The incredible rainforests of Borneo, Indonesia are some of the most species-rich and biodiverse in the world. Indonesia’s forests are more than 140 million years old — the oldest tropical forests on earth. And though they only cover about 1 percent of earth’s surface, their biodiversity is staggering, housing 10 percent of the world’s plants, 16 percent of reptiles and amphibians, 17 percent of birds, and 12 percent of mammals, including the iconic and critically endangered orangutan.
Forests and Habitats at Risk
Throughout Borneo, these forests are under threat, being logged (often illegally) or cleared to make way for new mines and vast oil palm plantations. Indonesia produces about half of the world’s palm oil, a profitable and ubiquitous food and cosmetics ingredient that has driven slash-and-burn deforestation and destruction of peatlands.
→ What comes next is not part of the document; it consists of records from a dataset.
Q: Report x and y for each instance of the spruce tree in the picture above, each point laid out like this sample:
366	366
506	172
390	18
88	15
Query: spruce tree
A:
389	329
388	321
Millions of acres of forests are now green deserts that support only human consumption.
A Partnership to Help Protect Our Forests
The Nature Conservancy (TNC) and Arhaus are partnering to help protect these critical forests. Along with TNC's affiliate in Indonesia, Yayasan Konservasi Alam Nusantara (YKAN), we are working to forge sustainable livelihoods and secure habitats for wildlife in Borneo, Indonesia.